Andrew Weissmann, one of special counsel Robert Mueller’s top prosecutors, should be investigated by the U.S. attorney conducting a criminal inquiry into the Russia investigation, according to a former lawyer to President Trump.

After Trump commuted the prison sentence of Roger Stone, a target of Mueller’s special counsel operation, Weissmann tweeted that the longtime Trump associate should be put “in the grand jury to find out what he knows about Trump but would not tell.”

John Dowd, who was Trump’s attorney during the Russia investigation, dismissed the suggestion.

“Weissmann and his dream team failed in their first attempt to manufacture a crime and want to further abuse the process when their sorry effort has been exposed,” Dowd told the Washington Times. “The Stone indictment did not allege a crime by President Trump. So why further abuse the process except more sour grapes? Mr. Durham ought to take a hard look at Mr. Weissmann’s conduct on the dream team.”

U.S. Attorney John Durham is overseeing an inquiry into whether crimes were committed during the Russia investigation, which Democrats have criticized as a partisan effort to discredit Mueller’s work.

Stone, a longtime confidant of Trump, had been convicted of lying to congressional investigators about his alleged outreach to WikiLeaks, obstructing a congressional investigation, and attempting to intimidate a possible congressional witness.

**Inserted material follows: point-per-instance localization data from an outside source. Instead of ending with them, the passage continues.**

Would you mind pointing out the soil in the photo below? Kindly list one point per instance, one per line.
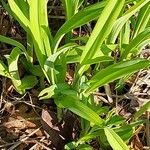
(26, 123)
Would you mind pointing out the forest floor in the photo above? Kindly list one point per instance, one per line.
(28, 123)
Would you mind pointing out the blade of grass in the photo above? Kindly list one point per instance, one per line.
(114, 140)
(121, 21)
(136, 42)
(102, 29)
(142, 19)
(82, 17)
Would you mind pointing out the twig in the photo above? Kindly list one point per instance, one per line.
(23, 140)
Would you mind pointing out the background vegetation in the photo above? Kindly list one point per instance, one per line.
(89, 67)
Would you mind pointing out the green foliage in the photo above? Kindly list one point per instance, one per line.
(117, 27)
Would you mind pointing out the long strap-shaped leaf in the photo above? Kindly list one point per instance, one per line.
(143, 18)
(116, 71)
(35, 29)
(121, 21)
(18, 14)
(43, 22)
(138, 40)
(114, 140)
(82, 17)
(102, 29)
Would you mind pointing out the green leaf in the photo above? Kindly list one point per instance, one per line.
(10, 41)
(4, 70)
(115, 120)
(82, 17)
(144, 108)
(114, 140)
(77, 107)
(28, 82)
(136, 42)
(116, 71)
(125, 132)
(19, 14)
(102, 29)
(121, 21)
(53, 90)
(12, 60)
(142, 19)
(44, 27)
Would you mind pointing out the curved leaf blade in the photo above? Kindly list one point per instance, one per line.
(114, 140)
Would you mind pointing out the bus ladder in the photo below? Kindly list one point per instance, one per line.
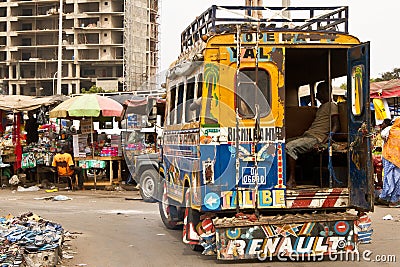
(256, 136)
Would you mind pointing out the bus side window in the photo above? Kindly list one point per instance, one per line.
(249, 93)
(199, 96)
(179, 107)
(357, 89)
(189, 99)
(172, 105)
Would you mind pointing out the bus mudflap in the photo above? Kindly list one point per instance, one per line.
(298, 236)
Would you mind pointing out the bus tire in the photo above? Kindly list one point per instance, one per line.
(164, 207)
(148, 185)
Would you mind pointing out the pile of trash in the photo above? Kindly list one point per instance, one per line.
(29, 239)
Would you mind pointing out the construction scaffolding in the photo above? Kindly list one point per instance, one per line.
(141, 44)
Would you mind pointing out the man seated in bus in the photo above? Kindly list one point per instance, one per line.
(317, 133)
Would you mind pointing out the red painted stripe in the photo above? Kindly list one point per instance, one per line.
(331, 199)
(303, 200)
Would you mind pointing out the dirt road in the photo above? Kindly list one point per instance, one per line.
(116, 230)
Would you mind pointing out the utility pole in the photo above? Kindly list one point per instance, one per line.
(285, 4)
(59, 59)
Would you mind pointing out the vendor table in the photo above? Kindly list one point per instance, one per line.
(118, 179)
(2, 165)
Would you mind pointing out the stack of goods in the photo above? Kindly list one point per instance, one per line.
(24, 238)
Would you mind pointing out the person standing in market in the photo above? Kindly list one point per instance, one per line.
(66, 167)
(391, 164)
(31, 128)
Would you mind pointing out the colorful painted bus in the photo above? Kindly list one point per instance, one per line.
(233, 101)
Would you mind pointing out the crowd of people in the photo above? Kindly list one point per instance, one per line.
(387, 163)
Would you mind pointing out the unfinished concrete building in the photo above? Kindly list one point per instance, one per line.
(142, 34)
(92, 44)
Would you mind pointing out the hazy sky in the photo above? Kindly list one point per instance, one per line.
(377, 22)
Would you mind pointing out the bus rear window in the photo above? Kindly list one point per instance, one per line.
(249, 93)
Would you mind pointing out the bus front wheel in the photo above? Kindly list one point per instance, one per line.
(166, 210)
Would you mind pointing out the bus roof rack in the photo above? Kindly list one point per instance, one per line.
(327, 19)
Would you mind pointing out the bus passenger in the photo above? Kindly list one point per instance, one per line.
(317, 133)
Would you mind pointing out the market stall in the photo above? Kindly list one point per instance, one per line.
(91, 152)
(15, 143)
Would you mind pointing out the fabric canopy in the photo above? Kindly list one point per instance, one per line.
(19, 103)
(88, 105)
(385, 89)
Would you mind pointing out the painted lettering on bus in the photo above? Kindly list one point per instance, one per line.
(266, 198)
(247, 134)
(252, 37)
(317, 245)
(249, 53)
(307, 37)
(246, 38)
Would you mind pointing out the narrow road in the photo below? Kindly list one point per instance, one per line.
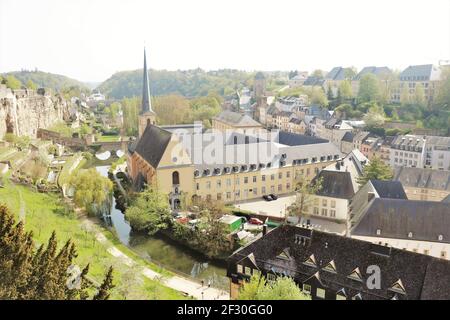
(175, 282)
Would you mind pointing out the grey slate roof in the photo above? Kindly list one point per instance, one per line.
(337, 73)
(348, 137)
(152, 144)
(423, 178)
(313, 81)
(426, 72)
(237, 119)
(295, 139)
(396, 218)
(335, 184)
(423, 277)
(259, 76)
(389, 189)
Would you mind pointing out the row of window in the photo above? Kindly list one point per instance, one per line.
(247, 192)
(246, 180)
(324, 212)
(406, 162)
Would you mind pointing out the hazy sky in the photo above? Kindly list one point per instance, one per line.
(91, 39)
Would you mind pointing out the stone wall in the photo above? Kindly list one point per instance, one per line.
(23, 112)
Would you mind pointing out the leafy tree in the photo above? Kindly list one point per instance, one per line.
(10, 137)
(368, 88)
(304, 197)
(13, 83)
(375, 116)
(419, 95)
(30, 274)
(31, 85)
(92, 190)
(172, 109)
(105, 287)
(404, 95)
(443, 92)
(150, 211)
(330, 95)
(212, 233)
(283, 288)
(375, 170)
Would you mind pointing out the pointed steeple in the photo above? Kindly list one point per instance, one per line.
(146, 102)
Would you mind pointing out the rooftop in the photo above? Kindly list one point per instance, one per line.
(339, 263)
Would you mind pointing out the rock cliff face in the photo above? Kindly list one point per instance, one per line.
(23, 112)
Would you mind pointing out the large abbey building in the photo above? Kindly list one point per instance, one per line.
(189, 163)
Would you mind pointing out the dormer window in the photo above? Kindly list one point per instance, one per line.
(398, 287)
(330, 267)
(341, 294)
(355, 275)
(311, 261)
(357, 297)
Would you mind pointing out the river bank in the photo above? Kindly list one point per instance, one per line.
(165, 252)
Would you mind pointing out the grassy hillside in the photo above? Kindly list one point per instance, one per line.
(48, 80)
(189, 83)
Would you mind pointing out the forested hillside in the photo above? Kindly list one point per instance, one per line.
(189, 83)
(46, 79)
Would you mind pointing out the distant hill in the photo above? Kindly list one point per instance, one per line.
(48, 80)
(189, 83)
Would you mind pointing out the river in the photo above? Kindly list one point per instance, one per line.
(165, 252)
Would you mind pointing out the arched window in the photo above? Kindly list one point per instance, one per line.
(175, 177)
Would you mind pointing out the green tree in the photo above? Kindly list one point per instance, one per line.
(318, 97)
(368, 88)
(12, 82)
(106, 286)
(375, 116)
(31, 85)
(419, 95)
(92, 190)
(149, 212)
(345, 90)
(375, 170)
(404, 95)
(330, 95)
(443, 91)
(211, 233)
(42, 274)
(283, 288)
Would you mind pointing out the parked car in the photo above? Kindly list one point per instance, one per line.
(255, 221)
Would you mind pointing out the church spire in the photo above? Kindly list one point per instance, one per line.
(146, 102)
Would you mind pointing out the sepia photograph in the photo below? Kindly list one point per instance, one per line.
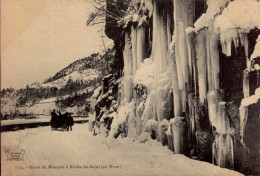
(130, 87)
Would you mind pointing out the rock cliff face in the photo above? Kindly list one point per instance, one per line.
(190, 77)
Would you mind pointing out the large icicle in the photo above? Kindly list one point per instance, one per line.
(140, 45)
(134, 48)
(202, 64)
(223, 151)
(214, 55)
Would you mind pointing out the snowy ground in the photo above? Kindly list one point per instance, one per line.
(79, 148)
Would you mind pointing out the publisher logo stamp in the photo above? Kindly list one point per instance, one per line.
(15, 155)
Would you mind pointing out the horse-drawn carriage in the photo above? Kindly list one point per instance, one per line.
(61, 122)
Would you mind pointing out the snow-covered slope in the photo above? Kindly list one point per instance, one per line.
(79, 149)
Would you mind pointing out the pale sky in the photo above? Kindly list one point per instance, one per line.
(40, 37)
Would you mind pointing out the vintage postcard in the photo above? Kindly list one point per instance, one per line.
(130, 87)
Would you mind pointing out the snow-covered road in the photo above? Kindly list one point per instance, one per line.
(79, 150)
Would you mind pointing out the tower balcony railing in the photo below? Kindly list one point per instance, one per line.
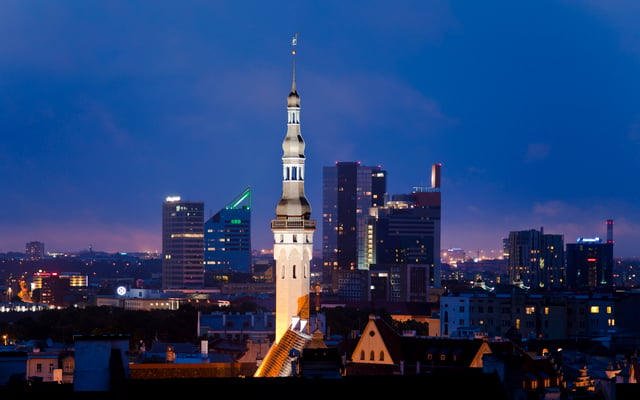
(306, 224)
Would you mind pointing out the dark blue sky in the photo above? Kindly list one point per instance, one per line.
(106, 108)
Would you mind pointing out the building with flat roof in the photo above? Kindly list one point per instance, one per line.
(182, 244)
(227, 236)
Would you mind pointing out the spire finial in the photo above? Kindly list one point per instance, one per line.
(294, 93)
(294, 43)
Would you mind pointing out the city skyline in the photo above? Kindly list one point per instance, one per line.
(106, 109)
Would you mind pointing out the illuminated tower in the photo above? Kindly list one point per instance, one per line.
(182, 244)
(293, 227)
(227, 236)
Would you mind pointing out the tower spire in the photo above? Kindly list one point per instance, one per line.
(293, 227)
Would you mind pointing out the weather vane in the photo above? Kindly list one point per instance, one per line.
(294, 42)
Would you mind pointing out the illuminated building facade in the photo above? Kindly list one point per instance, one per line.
(34, 251)
(293, 227)
(590, 264)
(227, 236)
(349, 191)
(293, 231)
(407, 229)
(182, 244)
(536, 259)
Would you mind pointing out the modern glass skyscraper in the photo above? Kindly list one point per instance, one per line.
(182, 244)
(227, 236)
(590, 264)
(536, 259)
(34, 251)
(349, 190)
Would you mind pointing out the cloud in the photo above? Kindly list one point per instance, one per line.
(554, 208)
(74, 236)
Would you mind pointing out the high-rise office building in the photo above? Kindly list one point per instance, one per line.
(34, 251)
(182, 244)
(227, 236)
(590, 264)
(536, 259)
(349, 191)
(408, 229)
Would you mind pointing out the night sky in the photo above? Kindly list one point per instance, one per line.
(106, 108)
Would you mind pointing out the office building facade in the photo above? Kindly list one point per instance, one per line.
(590, 264)
(34, 251)
(535, 259)
(227, 236)
(182, 244)
(349, 191)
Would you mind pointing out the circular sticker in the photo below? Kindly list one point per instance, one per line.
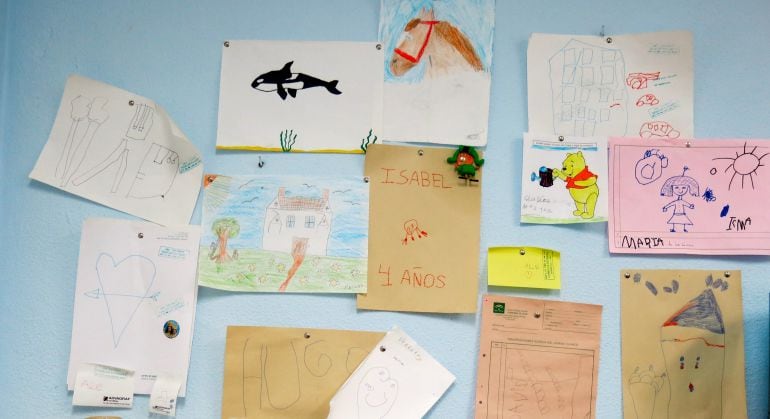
(171, 329)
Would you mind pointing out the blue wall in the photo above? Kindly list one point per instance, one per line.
(170, 51)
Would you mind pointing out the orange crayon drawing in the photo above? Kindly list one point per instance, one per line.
(658, 130)
(412, 229)
(648, 99)
(638, 81)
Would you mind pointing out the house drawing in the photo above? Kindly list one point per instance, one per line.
(291, 220)
(588, 90)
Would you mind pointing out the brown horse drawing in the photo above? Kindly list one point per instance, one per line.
(445, 48)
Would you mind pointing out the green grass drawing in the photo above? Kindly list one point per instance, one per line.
(263, 270)
(368, 140)
(287, 138)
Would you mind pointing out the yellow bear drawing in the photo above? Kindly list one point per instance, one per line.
(581, 184)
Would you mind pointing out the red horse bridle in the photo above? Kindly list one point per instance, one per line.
(416, 59)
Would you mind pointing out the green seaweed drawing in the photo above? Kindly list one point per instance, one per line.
(288, 138)
(368, 140)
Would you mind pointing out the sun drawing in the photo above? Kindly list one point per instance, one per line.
(744, 165)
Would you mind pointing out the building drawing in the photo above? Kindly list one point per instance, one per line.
(588, 90)
(289, 220)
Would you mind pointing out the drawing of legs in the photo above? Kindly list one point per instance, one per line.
(157, 173)
(377, 393)
(80, 108)
(124, 284)
(78, 146)
(644, 386)
(138, 129)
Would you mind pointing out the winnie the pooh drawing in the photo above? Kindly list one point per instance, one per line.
(581, 184)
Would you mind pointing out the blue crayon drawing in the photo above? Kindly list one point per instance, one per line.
(679, 186)
(123, 285)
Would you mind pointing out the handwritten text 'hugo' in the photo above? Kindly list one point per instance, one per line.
(414, 277)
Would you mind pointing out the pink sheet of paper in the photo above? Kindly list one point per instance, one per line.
(690, 196)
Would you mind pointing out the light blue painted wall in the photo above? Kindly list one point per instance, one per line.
(170, 51)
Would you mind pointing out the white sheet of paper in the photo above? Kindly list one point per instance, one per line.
(120, 150)
(300, 96)
(164, 393)
(437, 71)
(623, 85)
(398, 379)
(103, 386)
(135, 299)
(556, 177)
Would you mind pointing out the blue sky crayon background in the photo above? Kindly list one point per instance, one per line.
(250, 195)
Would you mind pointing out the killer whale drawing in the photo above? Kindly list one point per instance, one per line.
(288, 83)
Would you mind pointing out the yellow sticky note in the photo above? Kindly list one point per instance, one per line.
(525, 267)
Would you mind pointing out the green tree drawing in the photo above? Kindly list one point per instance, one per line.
(225, 229)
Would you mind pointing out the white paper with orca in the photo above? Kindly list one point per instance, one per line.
(564, 179)
(300, 96)
(121, 150)
(135, 299)
(437, 64)
(637, 85)
(398, 379)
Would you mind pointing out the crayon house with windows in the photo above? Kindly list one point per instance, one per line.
(290, 220)
(588, 90)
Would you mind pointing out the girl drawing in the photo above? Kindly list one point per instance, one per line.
(679, 186)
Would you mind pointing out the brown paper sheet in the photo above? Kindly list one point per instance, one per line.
(423, 232)
(682, 339)
(537, 359)
(288, 373)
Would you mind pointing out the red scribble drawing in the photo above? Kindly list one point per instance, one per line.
(638, 81)
(648, 99)
(658, 130)
(413, 229)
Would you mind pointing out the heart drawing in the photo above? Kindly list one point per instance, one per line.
(125, 284)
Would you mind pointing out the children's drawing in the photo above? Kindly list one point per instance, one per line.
(135, 299)
(377, 392)
(596, 86)
(78, 141)
(674, 200)
(121, 150)
(413, 230)
(436, 64)
(644, 386)
(680, 186)
(283, 81)
(650, 167)
(445, 48)
(398, 379)
(293, 234)
(744, 165)
(564, 160)
(329, 94)
(658, 130)
(638, 81)
(648, 99)
(679, 347)
(581, 184)
(138, 129)
(156, 175)
(288, 373)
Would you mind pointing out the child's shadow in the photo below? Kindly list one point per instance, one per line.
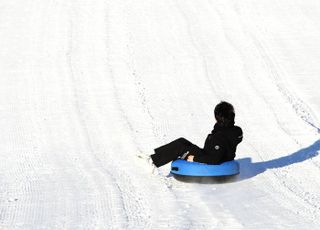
(249, 169)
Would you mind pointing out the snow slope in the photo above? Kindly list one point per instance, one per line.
(86, 85)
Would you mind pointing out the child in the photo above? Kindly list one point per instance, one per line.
(220, 145)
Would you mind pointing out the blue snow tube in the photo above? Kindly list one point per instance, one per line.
(186, 168)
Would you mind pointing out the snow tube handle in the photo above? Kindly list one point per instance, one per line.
(175, 169)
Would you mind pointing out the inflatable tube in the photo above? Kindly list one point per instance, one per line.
(186, 168)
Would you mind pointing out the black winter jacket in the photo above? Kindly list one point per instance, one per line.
(220, 145)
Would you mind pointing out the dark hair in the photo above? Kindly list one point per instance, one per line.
(224, 114)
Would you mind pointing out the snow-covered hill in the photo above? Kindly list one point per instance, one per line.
(86, 85)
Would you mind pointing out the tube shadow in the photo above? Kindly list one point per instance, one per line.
(249, 169)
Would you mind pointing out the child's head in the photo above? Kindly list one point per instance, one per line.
(224, 114)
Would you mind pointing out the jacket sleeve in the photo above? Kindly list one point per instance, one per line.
(214, 150)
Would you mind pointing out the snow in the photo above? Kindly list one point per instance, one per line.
(86, 85)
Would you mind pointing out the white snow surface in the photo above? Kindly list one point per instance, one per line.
(86, 85)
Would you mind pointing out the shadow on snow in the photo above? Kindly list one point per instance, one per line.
(249, 169)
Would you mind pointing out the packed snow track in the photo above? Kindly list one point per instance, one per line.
(85, 86)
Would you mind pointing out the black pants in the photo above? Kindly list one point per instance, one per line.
(173, 151)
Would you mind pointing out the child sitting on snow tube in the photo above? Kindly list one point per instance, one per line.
(220, 145)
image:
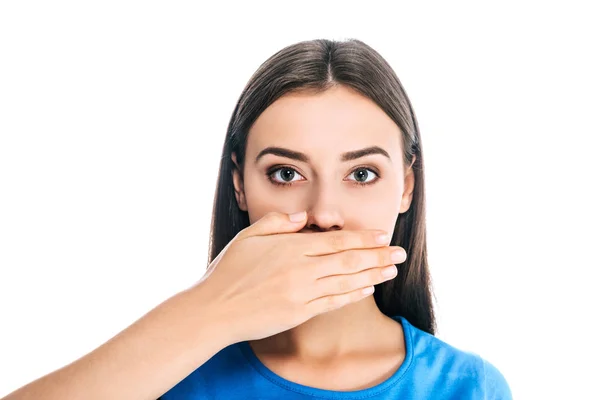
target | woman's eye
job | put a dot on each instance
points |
(363, 175)
(285, 175)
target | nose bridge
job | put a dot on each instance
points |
(324, 209)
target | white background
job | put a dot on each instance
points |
(112, 118)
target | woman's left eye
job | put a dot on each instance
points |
(361, 176)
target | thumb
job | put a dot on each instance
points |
(275, 222)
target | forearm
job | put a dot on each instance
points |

Striking a similar tone to Dowd, a vocal critic of the Russia investigation, the White House released a statement Friday evening announcing that Trump had signed a grant of clemency, calling Stone, 67, a “victim of the Russia Hoax.” With the commutation, Stone’s 40-month sentence, supervised release, and unpaid fine were wiped away days before he was set to go to prison. Without a pardon, Stone maintains his criminal record.

Weissmann, a former Justice Department official and FBI general counsel who was known as Mueller’s “pit bull” during the Russia investigation, played an instrumental role in winning convictions against former Trump campaign officials Paul Manafort and Rick Gates.

Rep. Devin Nunes, the top Republican on the House Intelligence Committee, and other allies of the president have raised concerns about Weissmann meeting with Associated Press reporters in April 2017 to discuss the Manafort investigation.

After Mueller wrote a Washington Post opinion piece over the weekend defending the Russia investigation and stressing that Stone “remains a convicted felon, and rightfully so,” it was announced that Weissmann will have a book coming out in September about the Russia investigation.

Mueller’s team wrapped up its two-year investigation in spring 2019, concluding that Russia interfered in the 2016 election in a “sweeping and systematic fashion,” but it “did not establish” any criminal conspiracy between the Russians and the Trump campaign. Mueller also laid out 10 instances of possible obstruction of justice, which Democrats saw as a road map for impeachment. Attorney General William Barr and Deputy Attorney General Rod Rosenstein concluded that Trump hadn’t obstructed justice.